Suppression of assembly
The government objectively chased the League in developing its response to the emergency. The manoeuvre had a certain superficial success - to the point that Salvini, no longer knowing what to say, has suggested closing the French borders. Perhaps overtaken with enthusiasm, the government tried their hand at banning any public demonstrations: outdoors or in enclosed spaces. They also slipped in an "invitation" (read: order) to suspend all strikes and political demonstrations until 31 March.
So, Whirlpool workers whose factory is being closed; employees of Air Italy or Auchan who have been fired; teachers and school staff without contracts, must be silent and not protest! Go to the shopping centre to fill your cart with preserves, and then close up at home and watch the tally of infections and newscasters with facemasks on TV.
It is scandalous that union leaders have accepted these measures and even suspended assemblies of all kinds in the workplace.
And speaking of unions and workers: now everyone is hurrying to say how heroic the frontline health workers have been in the face of this emergency, who have taken double shifts and exposed themselves to the contagion. Nobody, or almost nobody, however, remembers that these workers’ national contracts expired 18 months ago. Following 30 years of corporatisation, the National Health Service has been systematically undermined, causing closures and consolidation of structures (including intensive care units); cutting beds and dismantling prevention and territorial services. Regionalisation and corporatisation mean less coordination between territories and structures, at the expense of citizens’ health and workers’ conditions. The private structures, which have been fattened by these policies, so far have not even lifted a finger to contribute to the efforts against the epidemic.

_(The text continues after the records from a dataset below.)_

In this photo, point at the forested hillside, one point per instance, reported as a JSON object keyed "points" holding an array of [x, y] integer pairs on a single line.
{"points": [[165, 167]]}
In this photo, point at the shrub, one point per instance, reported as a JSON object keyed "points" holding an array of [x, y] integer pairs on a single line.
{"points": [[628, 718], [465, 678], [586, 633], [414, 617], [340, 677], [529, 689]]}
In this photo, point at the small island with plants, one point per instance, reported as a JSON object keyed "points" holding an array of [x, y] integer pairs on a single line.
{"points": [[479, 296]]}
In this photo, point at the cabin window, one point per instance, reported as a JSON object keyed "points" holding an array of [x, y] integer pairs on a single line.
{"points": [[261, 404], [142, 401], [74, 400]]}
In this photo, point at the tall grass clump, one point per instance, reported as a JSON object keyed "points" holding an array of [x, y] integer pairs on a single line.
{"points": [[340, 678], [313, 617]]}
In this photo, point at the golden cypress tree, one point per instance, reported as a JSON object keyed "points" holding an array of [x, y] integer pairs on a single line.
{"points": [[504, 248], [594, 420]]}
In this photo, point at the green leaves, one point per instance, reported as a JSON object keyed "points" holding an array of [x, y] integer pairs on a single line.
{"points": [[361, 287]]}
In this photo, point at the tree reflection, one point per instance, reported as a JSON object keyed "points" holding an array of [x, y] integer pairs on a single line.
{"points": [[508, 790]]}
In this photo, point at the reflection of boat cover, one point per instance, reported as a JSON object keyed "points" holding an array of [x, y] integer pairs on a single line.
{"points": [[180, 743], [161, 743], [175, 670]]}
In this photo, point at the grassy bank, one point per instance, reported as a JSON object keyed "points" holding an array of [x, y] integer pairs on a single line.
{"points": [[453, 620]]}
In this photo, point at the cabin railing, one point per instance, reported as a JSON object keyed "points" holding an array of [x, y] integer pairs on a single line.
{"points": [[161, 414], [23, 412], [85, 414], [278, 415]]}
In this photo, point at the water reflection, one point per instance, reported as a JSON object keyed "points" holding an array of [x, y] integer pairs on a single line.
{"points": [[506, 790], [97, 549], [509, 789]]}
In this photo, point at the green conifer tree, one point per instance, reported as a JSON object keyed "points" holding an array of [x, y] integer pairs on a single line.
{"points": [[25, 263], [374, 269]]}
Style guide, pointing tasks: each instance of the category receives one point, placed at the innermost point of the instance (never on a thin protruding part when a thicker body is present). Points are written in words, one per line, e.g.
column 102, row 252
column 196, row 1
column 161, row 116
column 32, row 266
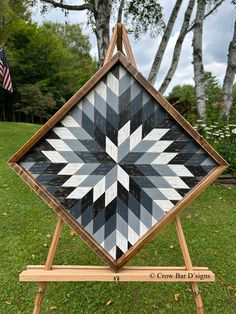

Instead of crawling before the government’s measures, the unions must move to protect workers and prevent the cost of this emergency from being passed on to them. In particular, they must demand:
- Social safety nets for all those who are forced to lose working days, both for the closure of the workplaces in which they are employed (such as cinemas, catering, etc.) or for other consequences of government decrees, such as restrictions on schools, care facilities, etc., which oblige ordinary people to take care of minors, the elderly, the disabled etc., without being able to access public services;
- Access to social safety nets also for precarious workers who are left at home as a result of the suspension of certain activities;
- Alleviation of the overload on public services by the shareholders and owners of private healthcare structures, without compensation;
- A new national contract for health personnel with appropriate conditions;
- The cost of providing protective devices, health training and other precautionary measures undertaken by workplaces must be entirely borne by the bosses, and introduced under the control of the RSU and RSL (shop stewards' committees);
- No to any prohibition of political and union activities (assemblies, etc.). Exceptions can only be discussed with the workers themselves in specific cases where the need is assessed and warranted.
We do not accept that, in the name of the emergency, the burden is equally shared while the government guarantees that the bosses can continue to make profits by discharging all costs onto the working class!